NON-MEDICAL NECESSITY COVERAGE AND PAYMENT RULES
For any item to be covered by Medicare, it must 1) be eligible for a defined Medicare benefit category, 2) be reasonable and necessary for the diagnosis or treatment of illness or injury or to improve the functioning of a malformed body member, and 3) meet all other applicable Medicare statutory and regulatory requirements. Information provided in this policy article relates to determinations other than those based on Social Security Act §1862(a)(1)(A) provisions (i.e. “reasonable and necessary”).

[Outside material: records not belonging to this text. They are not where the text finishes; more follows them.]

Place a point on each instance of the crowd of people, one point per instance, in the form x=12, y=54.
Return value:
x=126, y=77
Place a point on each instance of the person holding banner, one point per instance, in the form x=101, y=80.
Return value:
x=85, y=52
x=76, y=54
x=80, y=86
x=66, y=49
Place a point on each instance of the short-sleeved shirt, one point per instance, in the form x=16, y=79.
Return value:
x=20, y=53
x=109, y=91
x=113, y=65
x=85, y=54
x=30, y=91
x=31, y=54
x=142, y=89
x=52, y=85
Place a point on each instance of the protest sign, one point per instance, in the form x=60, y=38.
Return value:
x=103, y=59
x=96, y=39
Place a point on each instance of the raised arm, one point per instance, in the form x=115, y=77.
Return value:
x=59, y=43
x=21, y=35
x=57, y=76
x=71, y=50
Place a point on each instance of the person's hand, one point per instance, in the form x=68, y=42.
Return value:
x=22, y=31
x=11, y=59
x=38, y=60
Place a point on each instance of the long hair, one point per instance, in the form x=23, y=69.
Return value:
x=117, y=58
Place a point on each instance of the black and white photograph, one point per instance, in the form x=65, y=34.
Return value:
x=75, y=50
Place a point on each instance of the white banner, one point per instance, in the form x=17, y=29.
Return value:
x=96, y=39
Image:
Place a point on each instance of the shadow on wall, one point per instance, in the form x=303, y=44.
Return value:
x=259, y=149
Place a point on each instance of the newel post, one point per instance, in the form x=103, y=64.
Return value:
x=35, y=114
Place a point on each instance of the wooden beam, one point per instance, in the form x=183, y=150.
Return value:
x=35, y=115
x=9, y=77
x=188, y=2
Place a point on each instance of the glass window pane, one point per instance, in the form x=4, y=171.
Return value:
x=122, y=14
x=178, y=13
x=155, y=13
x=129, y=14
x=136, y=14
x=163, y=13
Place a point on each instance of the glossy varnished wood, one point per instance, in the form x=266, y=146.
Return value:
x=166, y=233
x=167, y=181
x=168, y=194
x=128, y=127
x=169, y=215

High frequency chest wall oscillation devices are covered under the Durable Medical Equipment benefit (Social Security Act §1861(s)(6)). In order for a beneficiary’s equipment to be eligible for reimbursement the reasonable and necessary (R&N) requirements set out in the related Local Coverage Determination must be met. In addition, there are specific statutory payment policy requirements, discussed below, that also must be met.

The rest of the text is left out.